Это открывает возможность иного взгляда на историю, который отвергает линейное развитие советского мышления ради пространственного подхода через посредство аналогии между трудом писателя и археолога, где текст – это многослойный пласт, живой палимпсест, в котором органически переплетаются прошлое, настоящее и будущее[92]
. «Фокусы русской истории требуют гибкости, многослойного письма <…> Так и тут. Нельзя же все копать на одном уровне» [Терц 1992e: 37–38]. Эта идея, впервые получившая развитие в «Любимове», стала главным звеном, организующим краеугольным камнем в дальнейшей эволюции Синявского как писателя-критика и нашла окончательное выражение в «Путешествии на Черную речку» и «Кошкином доме».Любимов – это дань прошлому, отвергнутому и разрушенному советской системой, его живучести и самообновлению. Археологические мотивы также напоминают «Голый год» Пильняка (1922), а деревенские старухи, которые должны бы уже по всему помереть, а все растут, как сморщенные лесные грибы, близки к старикам Замятина из «Мы» (1924). Прошлое продолжает жить в их верованиях, суевериях и обычаях, воплощающих в себе неумирающую русскую идентичность и культуру. Оно живет в церкви «на краю света», в камнях старинного монастыря, который протагонист Леня Тихомиров пытается снести, но безуспешно[93]

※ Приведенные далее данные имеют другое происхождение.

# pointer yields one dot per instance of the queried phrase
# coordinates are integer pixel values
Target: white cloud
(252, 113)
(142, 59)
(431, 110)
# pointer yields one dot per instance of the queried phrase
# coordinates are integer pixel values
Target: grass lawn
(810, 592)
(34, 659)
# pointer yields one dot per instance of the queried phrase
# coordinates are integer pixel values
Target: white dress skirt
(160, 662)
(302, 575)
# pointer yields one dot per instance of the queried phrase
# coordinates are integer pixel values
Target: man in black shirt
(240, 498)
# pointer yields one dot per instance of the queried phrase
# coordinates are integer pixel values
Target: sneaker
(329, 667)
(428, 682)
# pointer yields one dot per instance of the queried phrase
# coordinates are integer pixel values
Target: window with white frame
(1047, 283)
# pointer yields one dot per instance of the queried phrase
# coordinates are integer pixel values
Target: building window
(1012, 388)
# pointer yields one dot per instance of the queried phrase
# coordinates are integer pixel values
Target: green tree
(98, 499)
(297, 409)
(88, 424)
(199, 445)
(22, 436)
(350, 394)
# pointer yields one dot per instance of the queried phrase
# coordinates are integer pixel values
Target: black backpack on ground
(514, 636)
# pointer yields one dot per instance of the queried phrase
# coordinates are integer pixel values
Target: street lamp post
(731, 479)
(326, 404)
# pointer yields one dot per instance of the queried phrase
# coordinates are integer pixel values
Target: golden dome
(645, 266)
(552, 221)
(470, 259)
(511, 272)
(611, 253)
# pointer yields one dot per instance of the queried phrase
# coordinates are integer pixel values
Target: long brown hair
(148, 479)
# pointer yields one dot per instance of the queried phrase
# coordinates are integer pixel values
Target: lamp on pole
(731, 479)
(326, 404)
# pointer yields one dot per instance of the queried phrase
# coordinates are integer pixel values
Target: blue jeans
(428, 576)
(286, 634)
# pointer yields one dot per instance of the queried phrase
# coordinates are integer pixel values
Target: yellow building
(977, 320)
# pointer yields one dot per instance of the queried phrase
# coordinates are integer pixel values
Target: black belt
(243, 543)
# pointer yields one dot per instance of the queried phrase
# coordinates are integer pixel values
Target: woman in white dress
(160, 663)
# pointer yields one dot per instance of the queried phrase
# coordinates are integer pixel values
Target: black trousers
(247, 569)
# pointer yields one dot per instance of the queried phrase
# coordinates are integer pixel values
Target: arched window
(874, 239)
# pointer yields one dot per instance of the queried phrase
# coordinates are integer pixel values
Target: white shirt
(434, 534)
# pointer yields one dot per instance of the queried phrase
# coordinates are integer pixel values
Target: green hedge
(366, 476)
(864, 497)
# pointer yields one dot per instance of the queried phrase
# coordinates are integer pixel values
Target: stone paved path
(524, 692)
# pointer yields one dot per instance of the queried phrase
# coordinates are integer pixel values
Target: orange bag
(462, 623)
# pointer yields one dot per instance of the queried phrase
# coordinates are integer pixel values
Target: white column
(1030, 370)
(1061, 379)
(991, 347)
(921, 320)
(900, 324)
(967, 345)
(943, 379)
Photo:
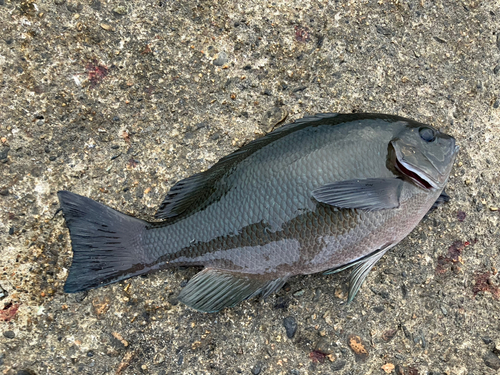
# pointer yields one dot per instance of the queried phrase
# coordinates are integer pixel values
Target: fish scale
(322, 194)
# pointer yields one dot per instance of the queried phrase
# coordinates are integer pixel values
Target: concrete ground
(118, 100)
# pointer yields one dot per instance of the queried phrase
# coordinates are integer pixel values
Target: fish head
(423, 155)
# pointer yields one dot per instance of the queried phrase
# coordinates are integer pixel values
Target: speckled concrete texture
(118, 100)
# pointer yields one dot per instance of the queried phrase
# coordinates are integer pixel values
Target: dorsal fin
(198, 191)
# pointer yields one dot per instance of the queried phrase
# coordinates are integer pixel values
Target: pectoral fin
(442, 199)
(366, 194)
(212, 290)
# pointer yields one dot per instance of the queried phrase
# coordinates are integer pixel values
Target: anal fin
(212, 290)
(361, 269)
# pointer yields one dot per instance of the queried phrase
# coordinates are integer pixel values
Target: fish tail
(106, 243)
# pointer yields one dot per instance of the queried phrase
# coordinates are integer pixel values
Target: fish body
(327, 192)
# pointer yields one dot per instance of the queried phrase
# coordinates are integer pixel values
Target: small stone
(487, 340)
(388, 368)
(358, 347)
(257, 369)
(4, 152)
(389, 334)
(106, 27)
(3, 293)
(338, 365)
(290, 325)
(120, 10)
(74, 6)
(221, 59)
(491, 360)
(273, 117)
(96, 5)
(9, 334)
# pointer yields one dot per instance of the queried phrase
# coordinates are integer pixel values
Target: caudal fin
(106, 243)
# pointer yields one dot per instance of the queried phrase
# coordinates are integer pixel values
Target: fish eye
(427, 134)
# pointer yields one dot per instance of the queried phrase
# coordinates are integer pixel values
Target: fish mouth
(419, 177)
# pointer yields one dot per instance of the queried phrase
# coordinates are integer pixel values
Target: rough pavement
(119, 100)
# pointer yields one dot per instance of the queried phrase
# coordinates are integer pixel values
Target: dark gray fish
(327, 192)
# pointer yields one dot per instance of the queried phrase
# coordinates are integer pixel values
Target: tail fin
(106, 243)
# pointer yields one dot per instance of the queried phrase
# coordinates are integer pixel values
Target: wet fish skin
(324, 193)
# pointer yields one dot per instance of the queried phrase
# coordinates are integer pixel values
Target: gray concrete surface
(119, 100)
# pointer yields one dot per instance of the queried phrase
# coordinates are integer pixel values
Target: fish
(322, 194)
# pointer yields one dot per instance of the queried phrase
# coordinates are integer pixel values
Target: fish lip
(419, 177)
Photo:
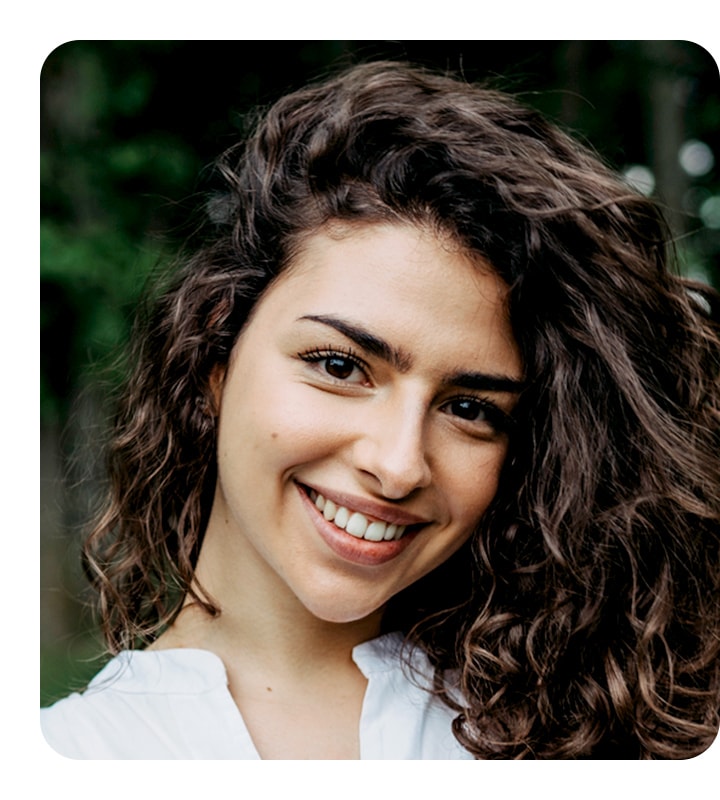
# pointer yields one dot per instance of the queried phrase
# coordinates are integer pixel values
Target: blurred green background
(127, 128)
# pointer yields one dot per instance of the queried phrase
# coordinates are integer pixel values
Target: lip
(357, 551)
(377, 511)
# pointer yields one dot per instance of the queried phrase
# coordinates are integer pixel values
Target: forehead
(419, 290)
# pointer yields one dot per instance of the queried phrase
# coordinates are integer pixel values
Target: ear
(217, 382)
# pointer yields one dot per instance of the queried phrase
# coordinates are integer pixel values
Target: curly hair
(582, 619)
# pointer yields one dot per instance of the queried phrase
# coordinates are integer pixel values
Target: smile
(356, 523)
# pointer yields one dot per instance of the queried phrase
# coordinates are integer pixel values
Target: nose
(391, 449)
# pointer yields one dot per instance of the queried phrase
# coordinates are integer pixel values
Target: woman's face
(363, 421)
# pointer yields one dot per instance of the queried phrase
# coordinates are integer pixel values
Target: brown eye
(466, 409)
(339, 367)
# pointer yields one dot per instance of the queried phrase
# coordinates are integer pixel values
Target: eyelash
(317, 355)
(496, 417)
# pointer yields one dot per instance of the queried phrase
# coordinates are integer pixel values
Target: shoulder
(402, 717)
(165, 704)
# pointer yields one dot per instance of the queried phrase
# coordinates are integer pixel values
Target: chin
(343, 612)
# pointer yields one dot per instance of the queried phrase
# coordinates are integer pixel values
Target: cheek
(473, 483)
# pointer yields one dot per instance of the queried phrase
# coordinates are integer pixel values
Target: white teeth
(355, 523)
(342, 515)
(329, 510)
(376, 531)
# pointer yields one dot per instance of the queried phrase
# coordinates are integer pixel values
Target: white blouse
(175, 704)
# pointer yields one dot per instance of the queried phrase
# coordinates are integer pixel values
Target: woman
(418, 458)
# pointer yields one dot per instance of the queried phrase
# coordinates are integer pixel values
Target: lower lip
(350, 548)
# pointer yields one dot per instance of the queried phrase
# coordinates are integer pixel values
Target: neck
(261, 621)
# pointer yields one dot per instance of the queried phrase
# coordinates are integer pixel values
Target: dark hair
(583, 618)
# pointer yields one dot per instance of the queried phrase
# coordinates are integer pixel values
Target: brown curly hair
(583, 617)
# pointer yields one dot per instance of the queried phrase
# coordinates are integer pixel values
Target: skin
(351, 378)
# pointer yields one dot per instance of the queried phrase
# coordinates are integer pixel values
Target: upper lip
(370, 508)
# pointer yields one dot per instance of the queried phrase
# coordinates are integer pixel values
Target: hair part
(582, 619)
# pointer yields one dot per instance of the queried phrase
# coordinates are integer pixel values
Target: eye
(478, 411)
(340, 366)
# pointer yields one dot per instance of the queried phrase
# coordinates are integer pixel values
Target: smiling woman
(418, 458)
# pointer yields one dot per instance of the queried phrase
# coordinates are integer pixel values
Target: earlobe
(217, 382)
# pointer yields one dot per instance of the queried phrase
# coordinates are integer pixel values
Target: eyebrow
(402, 361)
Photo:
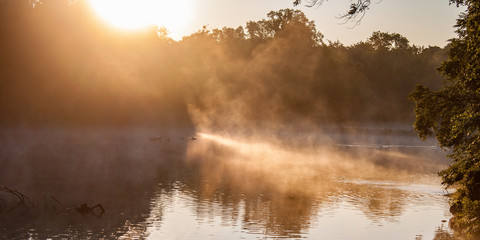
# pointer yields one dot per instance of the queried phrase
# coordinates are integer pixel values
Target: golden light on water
(141, 14)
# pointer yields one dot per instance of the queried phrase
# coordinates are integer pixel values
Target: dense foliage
(453, 115)
(59, 66)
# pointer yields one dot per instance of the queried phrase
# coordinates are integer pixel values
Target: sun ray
(142, 14)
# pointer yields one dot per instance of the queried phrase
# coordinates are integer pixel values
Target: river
(156, 183)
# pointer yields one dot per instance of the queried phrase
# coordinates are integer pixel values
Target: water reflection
(214, 188)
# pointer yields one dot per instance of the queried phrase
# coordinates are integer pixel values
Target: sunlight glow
(141, 14)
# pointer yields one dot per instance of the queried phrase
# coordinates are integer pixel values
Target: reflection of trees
(118, 168)
(274, 194)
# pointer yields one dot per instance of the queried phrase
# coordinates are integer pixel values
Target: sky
(423, 22)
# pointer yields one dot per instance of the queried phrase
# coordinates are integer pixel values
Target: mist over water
(217, 187)
(259, 132)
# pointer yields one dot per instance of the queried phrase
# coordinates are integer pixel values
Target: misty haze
(262, 131)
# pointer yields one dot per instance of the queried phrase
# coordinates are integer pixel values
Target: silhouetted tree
(452, 114)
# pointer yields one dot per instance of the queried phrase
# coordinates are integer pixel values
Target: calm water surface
(332, 186)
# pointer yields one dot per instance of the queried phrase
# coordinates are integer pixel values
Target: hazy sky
(423, 22)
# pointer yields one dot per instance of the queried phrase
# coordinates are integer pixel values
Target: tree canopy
(452, 114)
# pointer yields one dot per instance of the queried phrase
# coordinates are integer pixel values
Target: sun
(141, 14)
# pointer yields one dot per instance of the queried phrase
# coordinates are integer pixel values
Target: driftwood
(51, 205)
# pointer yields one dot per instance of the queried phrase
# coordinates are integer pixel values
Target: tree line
(59, 66)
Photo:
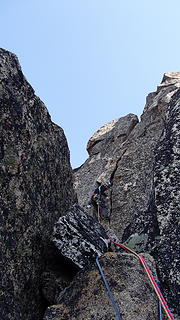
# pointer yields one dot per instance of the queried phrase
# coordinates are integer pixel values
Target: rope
(151, 278)
(113, 301)
(160, 308)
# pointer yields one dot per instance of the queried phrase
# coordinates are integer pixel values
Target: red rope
(151, 278)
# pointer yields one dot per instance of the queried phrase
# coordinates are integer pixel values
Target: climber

. Камни, памятники, здания, как писал Мандельштам в стихотворениях «Айя-София» (1912) и «Notre Dame» (1912), это живые репозитории человеческой истории и культуры, противостоящие бурям политическим и социальным так же стойко, как и стихийным.А ко всему прочему, прошлое – это врата в фантастическое: птеродактиль, давно исчезнувший с физического плана, являет себя в тексте непобедимым напоминанием о временах столь давних, что они стали почти что мифом, в фантастических сценах, похожих на колоритные писания раннего Гоголя. В отличие от советского времени, зажатого в рамки строгих параметров, время фантастическое текуче и гибко, разные его слои взаимодействуют друг с другом в постоянно меняющемся калейдоскопе культурных схем. Сам текст обретает жизнь в этом щедрой атмосфере, не терпящей закрытых концовок. Питающийся собственной энергией, кардинально противоположной энтропии советских писаний, которые в то время исследовал Синявский, текст живет и дышит взаимообменом с прошлым[94]
.Преодолевая границы пространства и времени, текст открывает доступ к иным измерениям, реальностям и истинам, которые не насаждаются насильно, но предлагаются к рассмотрению под другими углами зрения. Когда Синявский был в лагере, он укрепился в этой идее, читая «Обратную перспективу» – произведение отца Павла Флоренского, еще одного мыслителя начала XX века, которое тогда только вышло из печати[95]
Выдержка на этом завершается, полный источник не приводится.